December 11, 2003
China Premier Say Possible Purchase of Wheat, Soybean From US
Chinese Premier Wen Jiabao said the country might buy U.S. wheat and cotton, as well as soybeans, when purchasing teams from the country visit next week on a trip to U.S. to help ease trade friction between the two nations.
The purchases would be part of $10.7 billion in contracts China is signing for U.S. products, Wen told students at Harvard Business School in Boston. China last month signed agreements for planes from Boeing Co. worth $1.7 billion and a $3 billion contract for jet engines with General Electric Co., Wen said, without detailing the other $6 billion of purchases.
The U.S. had a record $103 billion trade deficit with China last year, leading U.S. manufacturers and labor unions to say China's currency is too cheap, hastening a loss of U.S. jobs. The trade imbalance prompted the U.S. last month to place limits on Chinese textile exports to the U.S. and to propose duties on $450 million worth of Chinese televisions.

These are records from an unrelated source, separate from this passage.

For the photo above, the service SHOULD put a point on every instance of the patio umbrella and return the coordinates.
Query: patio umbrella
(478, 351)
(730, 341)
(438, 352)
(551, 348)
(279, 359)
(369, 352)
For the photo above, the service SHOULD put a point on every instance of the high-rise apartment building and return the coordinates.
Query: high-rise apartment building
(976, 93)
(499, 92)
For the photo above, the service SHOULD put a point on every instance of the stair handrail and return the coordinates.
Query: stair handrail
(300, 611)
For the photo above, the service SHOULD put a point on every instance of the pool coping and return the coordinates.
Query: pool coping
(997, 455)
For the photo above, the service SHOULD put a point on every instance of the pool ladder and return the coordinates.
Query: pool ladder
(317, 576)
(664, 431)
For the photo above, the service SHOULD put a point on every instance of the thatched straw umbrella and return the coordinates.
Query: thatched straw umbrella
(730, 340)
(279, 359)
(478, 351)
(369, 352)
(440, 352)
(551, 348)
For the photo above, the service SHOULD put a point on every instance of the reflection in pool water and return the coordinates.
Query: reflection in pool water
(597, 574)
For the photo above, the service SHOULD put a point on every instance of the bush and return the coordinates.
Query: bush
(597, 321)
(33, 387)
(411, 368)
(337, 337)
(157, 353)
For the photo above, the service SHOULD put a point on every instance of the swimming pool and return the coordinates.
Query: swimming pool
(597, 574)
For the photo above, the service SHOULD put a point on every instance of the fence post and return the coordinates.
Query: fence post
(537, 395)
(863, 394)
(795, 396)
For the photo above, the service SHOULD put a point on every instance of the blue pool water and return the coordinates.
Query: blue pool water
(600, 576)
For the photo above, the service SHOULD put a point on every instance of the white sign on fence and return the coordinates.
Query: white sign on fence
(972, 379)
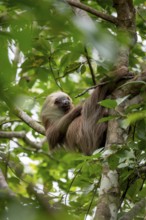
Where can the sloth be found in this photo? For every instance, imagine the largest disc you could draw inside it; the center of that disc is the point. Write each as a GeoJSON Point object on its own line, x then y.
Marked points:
{"type": "Point", "coordinates": [75, 128]}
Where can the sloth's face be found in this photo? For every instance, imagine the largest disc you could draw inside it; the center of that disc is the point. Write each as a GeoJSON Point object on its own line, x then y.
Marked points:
{"type": "Point", "coordinates": [64, 103]}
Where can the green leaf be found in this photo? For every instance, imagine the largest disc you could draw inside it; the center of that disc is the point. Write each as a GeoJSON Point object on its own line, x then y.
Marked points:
{"type": "Point", "coordinates": [108, 103]}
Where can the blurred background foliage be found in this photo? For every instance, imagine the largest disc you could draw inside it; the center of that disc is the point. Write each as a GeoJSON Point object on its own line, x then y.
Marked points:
{"type": "Point", "coordinates": [42, 49]}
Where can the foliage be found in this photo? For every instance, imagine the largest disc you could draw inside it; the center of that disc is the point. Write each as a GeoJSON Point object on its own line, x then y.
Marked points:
{"type": "Point", "coordinates": [43, 50]}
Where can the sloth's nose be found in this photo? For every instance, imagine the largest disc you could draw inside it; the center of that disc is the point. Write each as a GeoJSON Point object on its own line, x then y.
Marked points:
{"type": "Point", "coordinates": [66, 102]}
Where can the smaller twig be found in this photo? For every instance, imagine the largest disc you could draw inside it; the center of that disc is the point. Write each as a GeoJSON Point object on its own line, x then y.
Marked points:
{"type": "Point", "coordinates": [22, 135]}
{"type": "Point", "coordinates": [139, 206]}
{"type": "Point", "coordinates": [90, 66]}
{"type": "Point", "coordinates": [4, 186]}
{"type": "Point", "coordinates": [86, 8]}
{"type": "Point", "coordinates": [92, 87]}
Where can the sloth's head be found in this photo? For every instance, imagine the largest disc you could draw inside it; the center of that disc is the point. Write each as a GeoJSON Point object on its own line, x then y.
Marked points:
{"type": "Point", "coordinates": [60, 100]}
{"type": "Point", "coordinates": [56, 105]}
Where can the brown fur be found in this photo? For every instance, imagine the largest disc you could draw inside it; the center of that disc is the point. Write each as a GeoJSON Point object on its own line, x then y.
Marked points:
{"type": "Point", "coordinates": [78, 129]}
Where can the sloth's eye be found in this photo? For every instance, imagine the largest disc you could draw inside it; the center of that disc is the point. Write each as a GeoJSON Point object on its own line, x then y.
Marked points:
{"type": "Point", "coordinates": [57, 101]}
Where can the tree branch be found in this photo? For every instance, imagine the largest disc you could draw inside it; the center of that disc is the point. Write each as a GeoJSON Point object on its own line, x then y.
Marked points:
{"type": "Point", "coordinates": [86, 8]}
{"type": "Point", "coordinates": [135, 210]}
{"type": "Point", "coordinates": [4, 186]}
{"type": "Point", "coordinates": [28, 120]}
{"type": "Point", "coordinates": [22, 135]}
{"type": "Point", "coordinates": [90, 66]}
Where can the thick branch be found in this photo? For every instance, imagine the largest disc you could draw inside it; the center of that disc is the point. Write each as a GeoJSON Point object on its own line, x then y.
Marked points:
{"type": "Point", "coordinates": [22, 135]}
{"type": "Point", "coordinates": [28, 120]}
{"type": "Point", "coordinates": [86, 8]}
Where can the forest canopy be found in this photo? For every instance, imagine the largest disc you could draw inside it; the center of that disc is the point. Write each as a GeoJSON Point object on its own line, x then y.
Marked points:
{"type": "Point", "coordinates": [72, 46]}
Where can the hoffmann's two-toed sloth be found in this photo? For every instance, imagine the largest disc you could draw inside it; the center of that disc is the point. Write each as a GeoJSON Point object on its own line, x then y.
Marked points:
{"type": "Point", "coordinates": [76, 128]}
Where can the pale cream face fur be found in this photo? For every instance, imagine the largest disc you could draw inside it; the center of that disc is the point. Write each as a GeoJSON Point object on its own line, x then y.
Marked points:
{"type": "Point", "coordinates": [50, 110]}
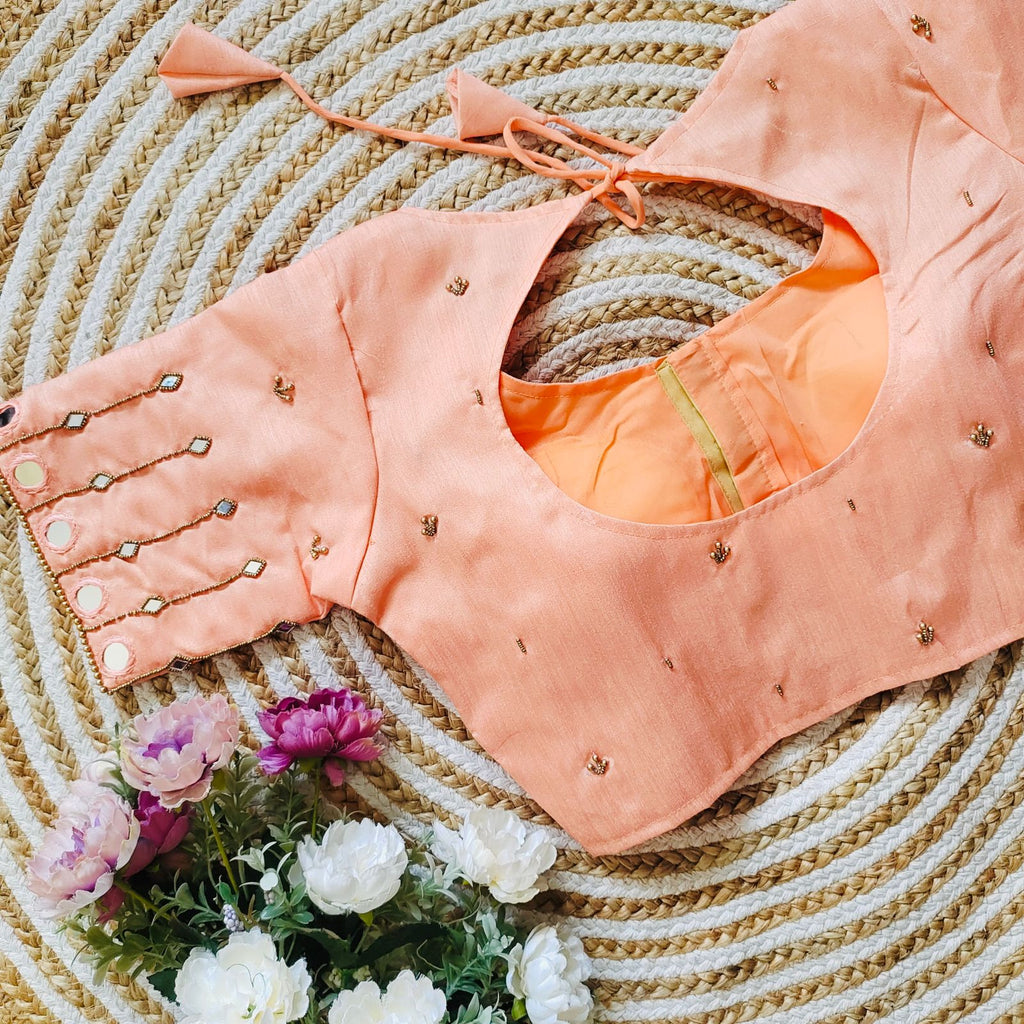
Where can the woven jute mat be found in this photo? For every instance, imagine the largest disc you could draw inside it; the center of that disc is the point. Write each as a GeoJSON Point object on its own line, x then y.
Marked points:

"We need to find a solution to the trade deficit issue through the expansion of trade,'' Wen said during a question-and- answer session with students after his speech. "To cut back on China's exports is not the way; we must find a way to expand U.S. exports, and China is sending trade delegations to the U.S. to accomplish this."
Conflict Resolution Team
China and the U.S. have also agreed to establish a high-level trade-conflict resolution team to include U.S. Commerce Secretary Donald Evans, U.S. Trade Representative Robert Zoellick and China's Vice-Premier Wu Yi, who had previously served as the country's trade minister, Wen said.
U.S. President George W. Bush agreed to set up the team during talks on trade and other issues at the White House yesterday, Wen said. He didn't provide further details on how the team would operate.

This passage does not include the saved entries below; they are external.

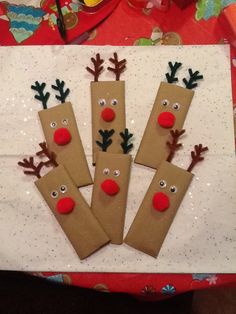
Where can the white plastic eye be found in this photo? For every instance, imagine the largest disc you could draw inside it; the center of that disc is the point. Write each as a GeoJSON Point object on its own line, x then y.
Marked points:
{"type": "Point", "coordinates": [162, 184]}
{"type": "Point", "coordinates": [63, 188]}
{"type": "Point", "coordinates": [176, 106]}
{"type": "Point", "coordinates": [106, 171]}
{"type": "Point", "coordinates": [114, 102]}
{"type": "Point", "coordinates": [102, 102]}
{"type": "Point", "coordinates": [54, 194]}
{"type": "Point", "coordinates": [173, 189]}
{"type": "Point", "coordinates": [53, 124]}
{"type": "Point", "coordinates": [64, 121]}
{"type": "Point", "coordinates": [116, 173]}
{"type": "Point", "coordinates": [165, 102]}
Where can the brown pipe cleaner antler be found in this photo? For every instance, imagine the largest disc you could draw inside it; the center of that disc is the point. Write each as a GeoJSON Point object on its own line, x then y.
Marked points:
{"type": "Point", "coordinates": [37, 168]}
{"type": "Point", "coordinates": [50, 155]}
{"type": "Point", "coordinates": [97, 67]}
{"type": "Point", "coordinates": [119, 66]}
{"type": "Point", "coordinates": [196, 156]}
{"type": "Point", "coordinates": [174, 146]}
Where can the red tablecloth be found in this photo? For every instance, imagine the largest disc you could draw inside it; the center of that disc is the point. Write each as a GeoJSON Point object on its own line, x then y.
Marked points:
{"type": "Point", "coordinates": [129, 26]}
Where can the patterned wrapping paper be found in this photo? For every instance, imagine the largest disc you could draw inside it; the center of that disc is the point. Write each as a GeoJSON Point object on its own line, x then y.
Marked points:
{"type": "Point", "coordinates": [155, 28]}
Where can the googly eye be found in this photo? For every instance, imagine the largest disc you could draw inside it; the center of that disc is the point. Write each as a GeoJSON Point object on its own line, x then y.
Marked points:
{"type": "Point", "coordinates": [54, 194]}
{"type": "Point", "coordinates": [64, 121]}
{"type": "Point", "coordinates": [102, 102]}
{"type": "Point", "coordinates": [116, 173]}
{"type": "Point", "coordinates": [165, 102]}
{"type": "Point", "coordinates": [106, 171]}
{"type": "Point", "coordinates": [162, 184]}
{"type": "Point", "coordinates": [53, 124]}
{"type": "Point", "coordinates": [63, 188]}
{"type": "Point", "coordinates": [173, 189]}
{"type": "Point", "coordinates": [176, 106]}
{"type": "Point", "coordinates": [114, 102]}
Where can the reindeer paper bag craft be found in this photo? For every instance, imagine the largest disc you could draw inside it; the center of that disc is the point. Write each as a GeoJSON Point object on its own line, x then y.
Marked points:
{"type": "Point", "coordinates": [108, 103]}
{"type": "Point", "coordinates": [110, 189]}
{"type": "Point", "coordinates": [169, 111]}
{"type": "Point", "coordinates": [67, 205]}
{"type": "Point", "coordinates": [61, 133]}
{"type": "Point", "coordinates": [161, 201]}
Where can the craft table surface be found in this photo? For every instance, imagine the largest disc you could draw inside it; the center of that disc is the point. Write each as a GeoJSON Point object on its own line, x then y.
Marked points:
{"type": "Point", "coordinates": [121, 29]}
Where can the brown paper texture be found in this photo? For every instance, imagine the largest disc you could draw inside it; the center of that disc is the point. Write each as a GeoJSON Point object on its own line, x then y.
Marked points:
{"type": "Point", "coordinates": [153, 149]}
{"type": "Point", "coordinates": [150, 227]}
{"type": "Point", "coordinates": [72, 155]}
{"type": "Point", "coordinates": [110, 210]}
{"type": "Point", "coordinates": [108, 90]}
{"type": "Point", "coordinates": [80, 226]}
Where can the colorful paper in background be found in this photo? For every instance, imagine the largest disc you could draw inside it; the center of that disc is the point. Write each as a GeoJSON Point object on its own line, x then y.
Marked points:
{"type": "Point", "coordinates": [190, 26]}
{"type": "Point", "coordinates": [24, 21]}
{"type": "Point", "coordinates": [209, 8]}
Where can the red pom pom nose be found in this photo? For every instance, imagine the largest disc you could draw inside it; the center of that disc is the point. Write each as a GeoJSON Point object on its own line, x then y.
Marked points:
{"type": "Point", "coordinates": [160, 202]}
{"type": "Point", "coordinates": [62, 136]}
{"type": "Point", "coordinates": [108, 114]}
{"type": "Point", "coordinates": [166, 120]}
{"type": "Point", "coordinates": [65, 205]}
{"type": "Point", "coordinates": [110, 187]}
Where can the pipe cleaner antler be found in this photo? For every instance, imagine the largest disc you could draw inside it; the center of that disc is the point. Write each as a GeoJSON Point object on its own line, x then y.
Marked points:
{"type": "Point", "coordinates": [173, 68]}
{"type": "Point", "coordinates": [98, 68]}
{"type": "Point", "coordinates": [119, 66]}
{"type": "Point", "coordinates": [126, 136]}
{"type": "Point", "coordinates": [196, 156]}
{"type": "Point", "coordinates": [63, 93]}
{"type": "Point", "coordinates": [106, 140]}
{"type": "Point", "coordinates": [30, 165]}
{"type": "Point", "coordinates": [174, 146]}
{"type": "Point", "coordinates": [193, 78]}
{"type": "Point", "coordinates": [50, 155]}
{"type": "Point", "coordinates": [41, 96]}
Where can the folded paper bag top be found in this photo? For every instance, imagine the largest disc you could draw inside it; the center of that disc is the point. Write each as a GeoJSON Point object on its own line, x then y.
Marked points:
{"type": "Point", "coordinates": [67, 204]}
{"type": "Point", "coordinates": [108, 103]}
{"type": "Point", "coordinates": [161, 202]}
{"type": "Point", "coordinates": [62, 135]}
{"type": "Point", "coordinates": [169, 111]}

Earlier this week, a Chinese official accompanying Wen on his visit to the U.S. said there was a "good possibility" the trade mission would result in increased purchases of soybeans by China, the biggest buyer of U.S. beans.
Traders in Chicago have also been expecting China to make a big purchase of U.S. wheat, up to 1 million metric tons. Earlier this week the Department of Agriculture said China had recently purchased 200,000 tons of U.S. wheat, an order that had previously been reported as coming from an unidentified buyer.
New Orders Expected
The American Soybean Association last week said a Chinese Commerce Ministry team would visit the U.S. for five days beginning December 15. It said the team would sign import orders with soybean suppliers including Cargill Inc., the world's largest grain trader, Bunge Ltd., the biggest oilseed processor, Louis Dreyfus & Cie. and Archer Daniels Midland Co.
Imports of U.S. soybeans by China could reach 9 million metric tons, or 330.7 million bushels, in the year ending September 30, 2004, the Beijing-based China National Grain & Oils Information Center said in a report last month. That would be up from 7.5 million tons in the prior year, according to the American Soybean Association.
China's imports of U.S. soybeans may be worth about $2 billion based on this year's average futures price.
Wheat imports by China may rise fivefold in 2004 as a decline in planted areas of the crop reduce domestic supply, the Beijing Orient Agribusiness Consultant Ltd. an agricultural ministry affiliate, said last month.
Imports by China, the world's biggest wheat producer, may increase to 2 million tons in the year ending May 31, from 373,000 tons a year earlier, Beijing Orient said in a report.